Mr Lofthouse said on Tuesday the hospital was considering whether to take any action against the radio station.
He added: “I’ve received advice that what the Australian broadcasters did may well have broken the law. On the other hand they’ve apologised for it so we’re going to have a long and careful think about what, if anything, we do.”
The prank call was pre-recorded and vetted by lawyers before being broadcast to listeners in Sydney.
In their initial apology the two presenters said: “We were very surprised that our call was put through. We thought we’d be hung up on as soon as they heard our terrible accents.
“We’re very sorry if we’ve caused any issues and we’re glad to hear that Kate is doing well.”

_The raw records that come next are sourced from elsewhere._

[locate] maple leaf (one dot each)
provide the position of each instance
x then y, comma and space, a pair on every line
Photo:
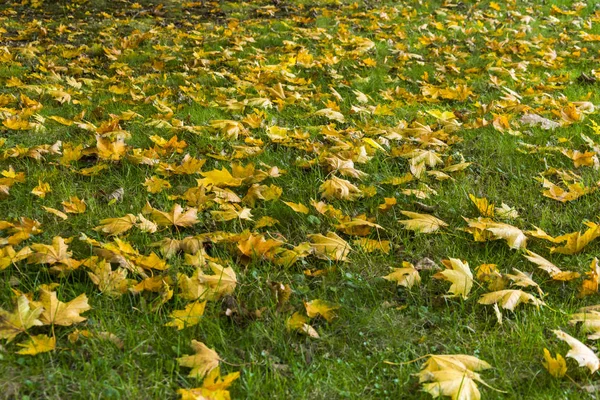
202, 362
509, 299
524, 280
298, 207
112, 283
156, 184
116, 226
557, 367
459, 274
58, 313
222, 283
74, 205
218, 178
460, 385
56, 212
299, 322
371, 245
389, 202
330, 247
213, 387
41, 189
576, 241
337, 188
52, 254
554, 272
321, 307
23, 318
452, 375
9, 256
191, 315
591, 322
575, 191
484, 229
584, 356
37, 344
406, 276
590, 286
176, 217
423, 223
485, 208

Hospital chief executive John Lofthouse said today: “Our thoughts and deepest sympathies at this time are with her family and friends. Everyone is shocked by the loss of a much-loved and valued colleague.”
Lord Glenarthur, the hospital’s chairman, said: “This is a tragic event. Jacintha was a first class nurse who cared diligently for hundreds of patients during her time with us. She will be greatly missed.”
Dr Peter Carter, chief executive and general secretary of the Royal College of Nursing, said: “This is tragic news, and the thoughts of all at the Royal College of Nursing go to the family of Jacintha Saldanha.
“It is deeply saddening that a simple human error due to a cruel hoax could lead to the death of a dedicated and caring member of the nursing profession.”